How long does it take to get a site analysis from a broker versus a platform?
Broker-delivered site analyses typically take days to weeks depending on broker availability, the complexity of the request, and whether additional data needs to be sourced from their vendors. Platform-generated analyses range from seconds (for initial screening with a site score) to hours (for deep dives with custom forecasting and analog comparisons). The speed difference matters most when evaluating many sites in parallel or when a deal requires a fast decision.
Will AI platforms replace CRE brokers?
Not for the full deal lifecycle. AI platforms replace the analytical intermediary role (running reports, compiling data) but do not replace the relationship, negotiation, and market access functions that experienced brokers provide.

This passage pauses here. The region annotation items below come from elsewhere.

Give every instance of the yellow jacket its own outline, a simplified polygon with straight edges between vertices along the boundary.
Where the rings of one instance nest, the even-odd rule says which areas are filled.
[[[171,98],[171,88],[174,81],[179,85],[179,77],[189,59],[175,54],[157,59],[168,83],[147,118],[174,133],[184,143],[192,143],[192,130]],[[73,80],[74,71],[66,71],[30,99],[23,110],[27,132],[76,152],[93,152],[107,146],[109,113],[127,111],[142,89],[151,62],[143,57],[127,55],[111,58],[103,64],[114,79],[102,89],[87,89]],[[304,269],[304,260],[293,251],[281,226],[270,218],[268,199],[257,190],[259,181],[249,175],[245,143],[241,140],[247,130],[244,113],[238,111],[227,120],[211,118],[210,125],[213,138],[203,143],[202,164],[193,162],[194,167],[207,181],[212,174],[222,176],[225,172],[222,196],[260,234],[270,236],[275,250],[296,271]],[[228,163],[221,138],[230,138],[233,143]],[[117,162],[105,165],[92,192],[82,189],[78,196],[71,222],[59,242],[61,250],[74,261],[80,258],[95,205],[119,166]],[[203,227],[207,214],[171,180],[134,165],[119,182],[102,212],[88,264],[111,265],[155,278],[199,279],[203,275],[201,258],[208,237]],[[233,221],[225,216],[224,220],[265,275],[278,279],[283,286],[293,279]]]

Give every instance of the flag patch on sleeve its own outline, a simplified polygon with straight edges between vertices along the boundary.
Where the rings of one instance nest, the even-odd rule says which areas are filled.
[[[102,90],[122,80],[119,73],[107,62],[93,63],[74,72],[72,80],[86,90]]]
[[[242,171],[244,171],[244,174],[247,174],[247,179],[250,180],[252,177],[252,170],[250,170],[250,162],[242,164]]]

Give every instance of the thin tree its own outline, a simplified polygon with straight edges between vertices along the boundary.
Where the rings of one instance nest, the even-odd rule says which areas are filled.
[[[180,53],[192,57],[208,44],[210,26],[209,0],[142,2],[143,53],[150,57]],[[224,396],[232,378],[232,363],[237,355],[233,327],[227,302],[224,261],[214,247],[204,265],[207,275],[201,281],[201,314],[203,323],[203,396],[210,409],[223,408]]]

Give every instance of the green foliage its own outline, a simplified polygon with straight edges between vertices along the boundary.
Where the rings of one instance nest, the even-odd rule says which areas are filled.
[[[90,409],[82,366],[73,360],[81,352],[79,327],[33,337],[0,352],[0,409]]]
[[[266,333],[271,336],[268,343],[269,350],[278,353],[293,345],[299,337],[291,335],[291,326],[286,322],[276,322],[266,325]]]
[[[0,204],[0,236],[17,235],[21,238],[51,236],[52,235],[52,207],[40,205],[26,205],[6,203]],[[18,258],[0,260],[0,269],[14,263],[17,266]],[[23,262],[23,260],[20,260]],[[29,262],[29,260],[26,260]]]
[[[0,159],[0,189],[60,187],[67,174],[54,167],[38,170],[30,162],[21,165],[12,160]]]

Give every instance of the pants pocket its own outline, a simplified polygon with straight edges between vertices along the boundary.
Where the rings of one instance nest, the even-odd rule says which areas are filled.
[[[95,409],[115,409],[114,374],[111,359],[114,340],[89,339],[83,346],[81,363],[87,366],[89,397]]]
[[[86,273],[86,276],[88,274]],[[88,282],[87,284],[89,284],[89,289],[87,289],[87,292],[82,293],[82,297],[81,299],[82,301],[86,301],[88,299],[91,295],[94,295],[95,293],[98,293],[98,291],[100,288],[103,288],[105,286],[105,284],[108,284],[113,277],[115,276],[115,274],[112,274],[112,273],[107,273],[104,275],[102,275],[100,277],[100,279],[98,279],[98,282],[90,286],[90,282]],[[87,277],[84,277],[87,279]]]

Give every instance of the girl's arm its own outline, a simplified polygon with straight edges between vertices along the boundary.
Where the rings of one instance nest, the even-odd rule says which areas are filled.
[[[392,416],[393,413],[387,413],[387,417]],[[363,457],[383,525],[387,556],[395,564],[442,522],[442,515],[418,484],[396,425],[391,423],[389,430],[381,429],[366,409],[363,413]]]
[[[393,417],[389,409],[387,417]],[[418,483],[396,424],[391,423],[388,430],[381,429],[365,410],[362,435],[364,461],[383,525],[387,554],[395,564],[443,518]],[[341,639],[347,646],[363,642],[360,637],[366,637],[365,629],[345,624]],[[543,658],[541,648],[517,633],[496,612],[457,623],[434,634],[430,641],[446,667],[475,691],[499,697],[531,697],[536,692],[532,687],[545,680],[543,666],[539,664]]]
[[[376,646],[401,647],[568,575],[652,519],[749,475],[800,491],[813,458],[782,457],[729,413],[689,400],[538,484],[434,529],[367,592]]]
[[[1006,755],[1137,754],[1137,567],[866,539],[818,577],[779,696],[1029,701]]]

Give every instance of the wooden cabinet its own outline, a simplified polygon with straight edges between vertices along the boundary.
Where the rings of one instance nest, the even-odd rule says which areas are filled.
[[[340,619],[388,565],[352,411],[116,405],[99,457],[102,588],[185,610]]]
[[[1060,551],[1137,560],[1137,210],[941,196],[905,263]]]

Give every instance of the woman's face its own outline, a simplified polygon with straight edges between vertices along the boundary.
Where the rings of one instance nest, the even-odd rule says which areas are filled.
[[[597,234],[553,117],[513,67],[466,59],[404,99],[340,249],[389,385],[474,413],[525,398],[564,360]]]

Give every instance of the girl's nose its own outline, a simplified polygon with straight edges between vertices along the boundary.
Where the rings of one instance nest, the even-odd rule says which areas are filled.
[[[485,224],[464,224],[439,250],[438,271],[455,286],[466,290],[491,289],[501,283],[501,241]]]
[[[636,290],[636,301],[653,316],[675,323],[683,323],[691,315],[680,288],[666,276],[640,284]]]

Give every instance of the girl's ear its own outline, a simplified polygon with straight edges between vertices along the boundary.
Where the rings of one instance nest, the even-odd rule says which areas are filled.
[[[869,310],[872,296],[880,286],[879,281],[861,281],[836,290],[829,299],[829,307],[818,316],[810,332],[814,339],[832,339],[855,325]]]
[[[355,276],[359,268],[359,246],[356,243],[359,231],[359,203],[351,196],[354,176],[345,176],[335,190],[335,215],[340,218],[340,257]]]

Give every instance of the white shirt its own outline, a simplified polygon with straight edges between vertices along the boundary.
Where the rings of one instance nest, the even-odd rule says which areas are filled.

The more accurate framing is that platforms change where the broker fits in the workflow: from analytical middleman to deal execution specialist.
What does "Glass Box" mean in site selection analytics?
Glass Box refers to model transparency: every variable, every weighting, and every data source is visible to the user. The opposite is a black box, where you receive a score without understanding how it was calculated. Glass Box transparency matters because it allows retailers to defend their site recommendations in committee ("here is exactly why this site scored 82"), test hypotheses about their own business, and adjust models as their strategy evolves.
Can I use a broker and a platform together?
Yes, and many growing retail brands do. The broker sources deals and negotiates leases. The platform handles evaluation: screening, scoring, cannibalization analysis, and committee reporting. A structured broker intake portal connects the two workflows, so the broker submits sites into the platform rather than via email, and the RE team evaluates them with standardized data rather than ad-hoc research.
Is direct platform access more or less expensive than broker analytics?
Platform subscriptions typically range from $400 per month for self-serve tools to six-figure annual contracts for enterprise solutions with custom modeling and analyst support. Broker analytics are often bundled into the brokerage fee (3 to 6% of the lease value) or offered as a separate consulting engagement. The cost comparison depends on volume: at low site evaluation volume, broker-bundled analytics may be sufficient. At 20+ evaluations per quarter, a dedicated platform typically delivers better cost-per-analysis and faster turnaround.
What data should a retail team have direct access to for site selection?
At minimum: trade area demographics (population, income, age, education), foot traffic patterns, competitive density and proximity, zoning classification, cannibalization risk with existing locations, and a composite site score with transparent methodology. Advanced capabilities include custom revenue forecasting calibrated to your store data, analog store matching, and portfolio-level performance monitoring. If any of these require a broker request to access, you are operating with unnecessary delay in your evaluation workflow.
Citations
This article is based on comprehensive research comparing the capabilities of major U.S. retail real estate brokerage firms including CBRE, JLL, Cushman & Wakefield, Colliers, Newmark, and Marcus & Millichap as of 2025.